Figure 1. Example of EMSA/DNase I footprinting. Figure has been adapted and reprinted with permission from Hsieh et al., 2018. (A) and (B) EMSA gels showing complexes formed by the V. cholerae regulator VpsR bound to the promoter DNA for the V. cholerae gene vpsL (P_vpsL) in the presence and absence of the small molecule c-di-GMP and in the absence (A) and presence (B) of RNA polymerase (RNAP), as indicated. The position of the free DNA is indicated by grey arrows while shifted complexes are represented by black arrows. Binding reactions in (A) contained 5 nM ³²P-labeled nontemplate P_vpsL harboring -97 to +103 relative to the transcription start site, 1 μg poly (dI-dC) as competitor, and increasing amounts of VpsR from 0 to 2 μM in the absence (lanes 1-5) and presence (lanes 6-10) of 50 μM c-di-GMP. Binding reactions in (B) contained 0.04 μM P_vpsL, 0.14 μM reconstituted RNAP (σ:core ratio of 2.5:1), 1.4 μM VpsR, and 50 μM c-di-GMP, as indicated, and the reactions were competed with 500 ng heparin for 15 s. (C) Sequencing gels showing the DNase I products from isolated complexes. In these cases, reactions were incubated with 0.3 U of DNase I at 37 °C for 30 s before loading on the EMSA gel, the free DNA and complexes were excised and isolated, and after extraction, the DNA was electrophoresed on the gel. GA indicates G+A ladder. A schematic of the -10 element, -35 element, and the +1 position of P_vpsL is shown to the right of the image. Protection pattern and hypersensitivity sites are indicated by black rectangular boxes and thin black arrows, respectively. Dashed red box represents the VpsR binding site.

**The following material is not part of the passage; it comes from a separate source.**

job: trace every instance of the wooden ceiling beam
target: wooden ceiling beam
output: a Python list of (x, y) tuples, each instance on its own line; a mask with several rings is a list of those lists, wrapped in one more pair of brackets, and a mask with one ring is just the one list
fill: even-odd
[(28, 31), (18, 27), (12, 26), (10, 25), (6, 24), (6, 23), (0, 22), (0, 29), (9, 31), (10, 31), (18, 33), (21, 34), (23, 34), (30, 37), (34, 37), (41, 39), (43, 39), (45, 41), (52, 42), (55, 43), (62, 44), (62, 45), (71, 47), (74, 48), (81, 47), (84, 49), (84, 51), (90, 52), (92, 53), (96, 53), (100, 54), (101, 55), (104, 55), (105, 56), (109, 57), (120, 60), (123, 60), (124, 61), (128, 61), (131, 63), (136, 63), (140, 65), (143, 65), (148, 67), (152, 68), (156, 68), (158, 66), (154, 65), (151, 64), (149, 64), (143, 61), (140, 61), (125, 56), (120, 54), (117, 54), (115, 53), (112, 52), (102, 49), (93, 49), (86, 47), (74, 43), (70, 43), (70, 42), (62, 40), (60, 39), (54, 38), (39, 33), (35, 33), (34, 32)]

Figure 2. Example of EMSA/DNase I footprinting and of KMnO₄ footprinting with and without isolation of protein-DNA complexes from EMSA gel. Figure has been adapted and reprinted with permission from Boulanger et al., 2015. (A) EMSA gel showing complexes formed by the B. pertussis response regulator BvgA either phosphorylated (BvgA~P) or non-phosphorylated (BvgA), the promoter for the B. pertussis gene fim3 (P_fim3), and RNAP. Binding reactions contained 0.05 pmol DNA, 5 pmol BvgA or BvgA~P, and 0.75 pmol reconstituted RNAP (σ:core ratio of 2.5:1). All samples were competed with 200 μg/ml heparin and as indicated, rNTPs (GTP, ATP, and CTP) were added. Free DNA is represented by a grey arrow while the open complex (RP_O) is labeled with a black arrow and the initiating complex (RP_I) is represented by a dashed black arrow. (B) Sequencing gels showing DNase I footprints at P_fim3 obtained from binding reactions with 0.36 U of DNase I and the subsequent EMSA isolation step. A schematic of the binding region as well as -35 , -10, and +1 is to the right of the image. Hypersensitive sites at -15 and -80, observed with RPi, but not with RPo, are indicated with the ‘*’. (C) and (D) Sequencing gels showing KMnO₄ footprints in the region of position +1 of P_fim3 obtained by treating the binding reactions with 2.5 mM KMnO₄ for 2.5 min at 37 °C and then either obtaining complexes from an EMSA gel and isolating the DNA before running the sequencing gel (C) or using the binding reaction products directly without the EMSA isolation step (D). Binding reactions contained 0.5 pmol DNA, 12 pmol BvgA or BvgA~P and 1.125 pmol reconstituted RNAP (σ:core ratio of 2.5:1). GA represents G+A ladder.